Sie liefern mit „Frevel“ das sechste Album ihrer mittlerweile 30-jährigen Bandkarriere ab. Unverkennbar wie eh und je.

Und doch scheint dieses Mal alles anders – nicht nur, weil Sänger Mario nun endlich und ausschließlich in seiner Muttersprache Deutsch seinen Lyrics Gestalt verleiht.

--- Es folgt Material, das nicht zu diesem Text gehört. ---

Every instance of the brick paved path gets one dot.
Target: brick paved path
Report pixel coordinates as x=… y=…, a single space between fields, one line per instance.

Man wird das Gefühl nicht los, dass die vier Musiker gewissermaßen erwachsen geworden bzw. angekommen sind – zumindest im Moment. Nichtsdestotrotz sind sie musikalisch wie textlich nach wie vor keinem Genre zuzuordnen und zelebrieren sozusagen ihren Status der Extravaganz auf beeindruckende Weise.

Eigenheit ist angesagt. Die Rhythmussektion ist tief in den späten 1970er-Jahren Rock verwurzelt. Und so drücken Roland „Jolly“ Maehr am Schlagzeug und Martin „Medi“ Mayer am Bass dem Ganzen einen ungewohnt groovigen Stempel auf.

Dies wiederum bietet Gitarrist rEnE ungeahnte Möglichkeiten. Als wäre er losgelassen, bringt er eine gehörige Portion Hardrock ins musikalische Spiel der Songs auf dem neuen Album „Frevel“. Gleichzeitig bleibt er seinem so eigenartigen Stil treu: „Mir ist klar, dass meine Art dem Hörer Fragen aufwirft, ihn vielleicht sogar verstummen lässt.

Doch das ist OK, denn am Ende rundet das Zusammenspiel von Gesang und Gitarre jeden Song wieder ab“, erklärt rEnE und verdeutlicht damit, wie tief die Musiker in ihrem ganzen Tun verwurzelt und miteinander verwoben sind.

Ob live oder im Studio: Bitterzarte Töne schwingen durch den Raum, die einerseits fast schon Angst einflößende Szenen heraufbeschwören und andererseits doch wieder schwarzen Humor sowie ergreifende musikalische Reisen aufbieten.

Prog-Elemente gehören der Vergangenheit an. Mayfair zeigt mit „Frevel“ auf, dass es auch in der heutigen Musikwelt noch möglich ist, etwas völlig Neues zu kreieren – ohne das Zutun technischer Tricks und anderem mehr.

Unter der Regie von Ex-Member und Co-Founder Little Konzett wurden die elf Songs in den Little Big Beat Studios in Eschen (FL) aufgenommen – und zwar live (!) in nur drei Studiotagen.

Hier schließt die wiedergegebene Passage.